Designing Human-centered AI
User Needs and Defining Success
Machine Learning (ML) is the science of helping computers discover patterns and relationships in data instead of being manually programmed. It is a powerful tool for creating personalised and dynamic experiences, and human perception drives virtually every facet of artificial intelligence.
There’s another layer of human-centred AI (HCAI) that’s significant. We may be product creators, but we’re also humans, people who both intentionally and unintentionally shape every facet of ML. Let’s take a look at the high-level process of how ML works:
- Training data are collected and labeled (Input)
- Models are built, trained and evaluated
- Predictions are generated (Output)
We are the ones who choose the data sources (input), we determine the evaluation metrics, and we get affected by the results (output).
To help you make AI product decisions that are human-centred, Google has created the People + AI Guidebook: pair.withgoogle.com/guidebook. This Guidebook has been written to make people + AI partnerships productive, enjoyable, and fair. It targets user experience (UX) professionals and product managers seeking to follow a human-centred AI approach. The main goal is to ensure that the time and resources you invest in building AI make a significant impact while putting the user first the entire time.
In this project, Google:
- Conduct and publish human-AI interaction research.
- Create and launch open-source tools and platforms to build AI responsibly.
- Widen the circle of who can participate in the development and application of AI.
The Guidebook has six chapters, which cover everything from how to identify user needs and define success for your AI-driven product to how to design for failure, to how to provide the right level of control to your users.
In Chapter 1 (User needs & defining success), the authors explore how to identify if AI adds unique value to your product. The crucial question to be asked is: “Should we AI/ML this?”. Chapter 1 is one of the most critical chapters because it covers many of the considerations integral to the problem framing phase of the product development lifecycle. As many of us know, the problem framing phase is the bedrock for everything that follows.
The Guidebook essentially approaches the problem framing phase not from a technology-first perspective but rather from a people-first perspective, focusing on user needs and ensuring that the time and resources you invest in building AI result in usable and valuable products for people.
First, we ask whether the problem at hand is a valuable one to solve, and then we question whether AI can solve that problem in a unique way.
I have seen several teams stating things like, “We have an OKR to deliver 10 AI features next quarter”. Often, users have the misconception that AI is a use case. And it is not. We must move away from:
“Can we use AI to ______?”
and move more towards:
“How might we solve ______?”
“Can AI solve this problem in a unique way?”
One helpful exercise in the ideation phase is to gather your team together and plot your team’s ideas into a 2x2 matrix. On the Y axis we have the “User Impact”, and on the X axis we have the “Need for AI”. Machine Learning solutions do take time to be productionised. Opting for those high-value user journeys with Machine Learning as a unique solution is where you will want to focus first.
This exercise’s focus is probably better with AI/not better with AI, because, like all good thumb rules, it ultimately depends on your user needs and team capabilities.
Probably better with AI
- Anomaly detection: For example, credit card fraud is constantly evolving and infrequently happens to individuals but frequently across a large group. AI can learn these evolving patterns and detect new types of fraud as they emerge.
- Personalisation: For example, recommending different content to different users.
- Prediction of future events: For example, suggesting what is the next best action one should follow to close a deal.
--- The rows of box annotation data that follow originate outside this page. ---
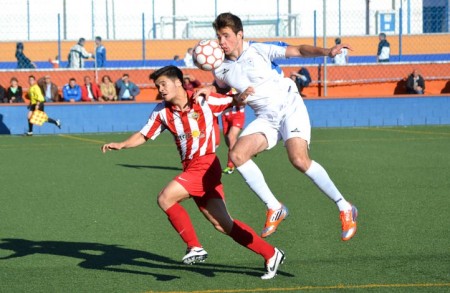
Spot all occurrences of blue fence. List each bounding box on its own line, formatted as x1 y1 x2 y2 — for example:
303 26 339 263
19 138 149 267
0 96 450 135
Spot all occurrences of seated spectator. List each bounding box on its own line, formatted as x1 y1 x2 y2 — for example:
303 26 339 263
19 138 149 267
116 73 141 101
16 43 36 69
291 67 311 94
406 69 425 95
0 84 8 103
6 77 23 103
100 75 117 101
38 75 61 103
81 76 102 102
183 74 202 91
63 78 81 103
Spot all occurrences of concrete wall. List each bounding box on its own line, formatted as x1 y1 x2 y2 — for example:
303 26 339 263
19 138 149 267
0 96 450 135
- Natural language understanding: Dictation software requires AI to function well for different languages and speech styles.
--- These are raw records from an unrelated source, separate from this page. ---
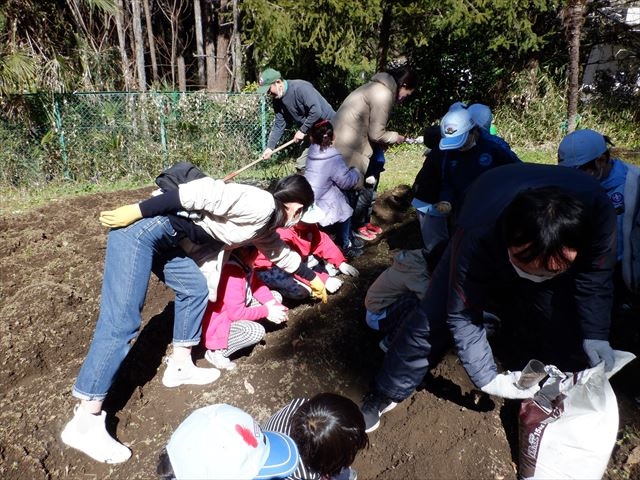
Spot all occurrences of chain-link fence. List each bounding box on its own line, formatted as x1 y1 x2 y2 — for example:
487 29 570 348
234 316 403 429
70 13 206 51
0 92 298 186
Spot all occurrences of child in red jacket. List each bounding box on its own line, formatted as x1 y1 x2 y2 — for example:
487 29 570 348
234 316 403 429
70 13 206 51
202 246 287 370
255 205 359 300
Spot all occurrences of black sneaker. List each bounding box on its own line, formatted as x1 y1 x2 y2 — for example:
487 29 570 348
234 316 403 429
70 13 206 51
360 392 397 433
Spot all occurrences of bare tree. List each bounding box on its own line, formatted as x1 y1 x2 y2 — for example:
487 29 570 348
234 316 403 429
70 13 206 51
115 0 133 91
231 0 244 92
131 0 147 92
213 0 232 92
562 0 587 133
193 0 206 86
158 0 186 88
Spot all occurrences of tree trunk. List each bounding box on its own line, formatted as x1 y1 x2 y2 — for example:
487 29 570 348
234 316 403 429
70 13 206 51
178 55 187 92
376 1 393 72
131 0 147 92
205 2 217 92
142 0 159 84
116 0 132 92
193 0 206 87
564 0 586 133
213 0 230 92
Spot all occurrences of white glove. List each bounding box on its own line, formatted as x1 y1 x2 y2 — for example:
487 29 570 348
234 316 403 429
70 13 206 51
324 263 339 277
265 303 287 323
324 277 342 293
582 339 615 372
480 372 540 400
338 262 360 277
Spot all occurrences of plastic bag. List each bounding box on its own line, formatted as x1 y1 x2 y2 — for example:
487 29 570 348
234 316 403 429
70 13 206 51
518 351 635 480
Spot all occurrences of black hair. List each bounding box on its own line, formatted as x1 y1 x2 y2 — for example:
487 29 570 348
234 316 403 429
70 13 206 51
156 448 176 480
309 120 333 150
270 173 314 228
291 393 369 475
502 187 588 267
387 67 418 90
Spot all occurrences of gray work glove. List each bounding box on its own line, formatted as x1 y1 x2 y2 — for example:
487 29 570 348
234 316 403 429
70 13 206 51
480 372 540 400
582 338 616 372
338 262 360 277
Probably not better with AI
- Costly errors: If the cost of wrong predictions is very high and outweighs the benefits of a slight increase in success rate, such as a navigation guide that suggests an off-road route to save a few seconds of travel time.
- Transparency: If users, customers, or developers need to understand precisely everything that happens in the code, like with Open Source Software. AI can’t consistently deliver that level of explainability.
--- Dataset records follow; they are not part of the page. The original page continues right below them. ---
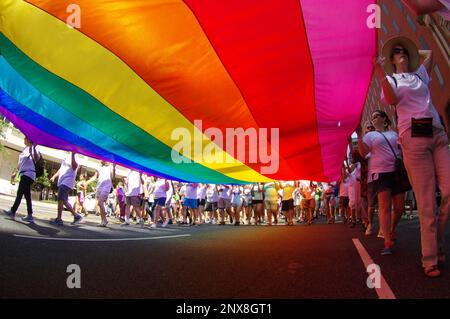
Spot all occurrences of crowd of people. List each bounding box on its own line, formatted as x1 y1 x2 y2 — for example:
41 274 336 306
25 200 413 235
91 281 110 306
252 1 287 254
1 31 450 277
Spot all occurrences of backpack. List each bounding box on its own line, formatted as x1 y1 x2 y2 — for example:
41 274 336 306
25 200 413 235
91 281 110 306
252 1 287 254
30 147 44 178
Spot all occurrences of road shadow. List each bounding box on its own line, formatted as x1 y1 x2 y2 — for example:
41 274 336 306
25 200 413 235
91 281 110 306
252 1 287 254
16 220 60 236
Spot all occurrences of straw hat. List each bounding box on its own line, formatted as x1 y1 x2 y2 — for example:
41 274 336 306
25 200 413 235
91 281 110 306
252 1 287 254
381 36 420 74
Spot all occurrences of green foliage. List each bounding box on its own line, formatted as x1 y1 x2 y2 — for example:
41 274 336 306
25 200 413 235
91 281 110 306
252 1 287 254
0 119 8 151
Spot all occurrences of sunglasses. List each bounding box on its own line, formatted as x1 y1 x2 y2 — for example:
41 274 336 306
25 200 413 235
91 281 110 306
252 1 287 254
392 48 409 55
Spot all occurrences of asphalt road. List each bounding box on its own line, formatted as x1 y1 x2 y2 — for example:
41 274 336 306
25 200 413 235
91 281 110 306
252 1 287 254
0 196 450 299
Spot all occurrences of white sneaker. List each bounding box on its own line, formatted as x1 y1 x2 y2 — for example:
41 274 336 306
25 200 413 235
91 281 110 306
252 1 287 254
365 224 372 236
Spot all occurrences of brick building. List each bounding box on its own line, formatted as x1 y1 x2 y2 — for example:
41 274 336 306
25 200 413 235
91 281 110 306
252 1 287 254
362 0 450 133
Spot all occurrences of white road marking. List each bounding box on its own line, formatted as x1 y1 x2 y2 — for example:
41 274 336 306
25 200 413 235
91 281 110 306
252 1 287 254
14 234 191 242
353 238 396 299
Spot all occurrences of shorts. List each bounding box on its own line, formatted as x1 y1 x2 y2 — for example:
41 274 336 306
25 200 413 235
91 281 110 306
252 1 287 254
95 191 109 202
281 199 294 212
370 172 404 195
300 198 316 209
58 185 72 201
183 198 198 209
155 197 167 207
125 196 142 207
197 199 206 206
231 201 243 208
77 192 84 205
264 200 278 212
217 198 231 209
339 196 350 208
205 202 217 212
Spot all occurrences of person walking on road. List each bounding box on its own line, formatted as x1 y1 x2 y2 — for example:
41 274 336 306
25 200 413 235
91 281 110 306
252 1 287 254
50 152 83 226
6 137 41 222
- People tell you they don’t want it: Certain tasks that people consider high-value and enjoy doing or specific preferences are hard to communicate.
When it comes to building products better with AI, everyone on your team should feel aligned on what success and failure look like for your feature and alert the team if something goes wrong. After deciding on which problem to solve, your team should build and use AI in responsible ways. The Google AI Principles and Responsible AI Practices offers practical steps to ensure that you create a feature with the greater good in mind.
As a next step, we must consider whether some parts of the experience should be automated or augmented. The Guidebook states that we should “Automate tasks that are difficult or unpleasant, and ideally ones where people who do it currently can agree on the “correct” way to do it. Augment bigger processes that people enjoy doing or that carry social value”.
Lastly, design the successes and failures of your AI Product, a.k.a. your “reward function” to create a great user experience for all and over the long run. In other words, your team will want to deliberately design the reward function, including optimising long-term user benefits by visualising your product’s downstream outcomes and limiting their potential adverse consequences.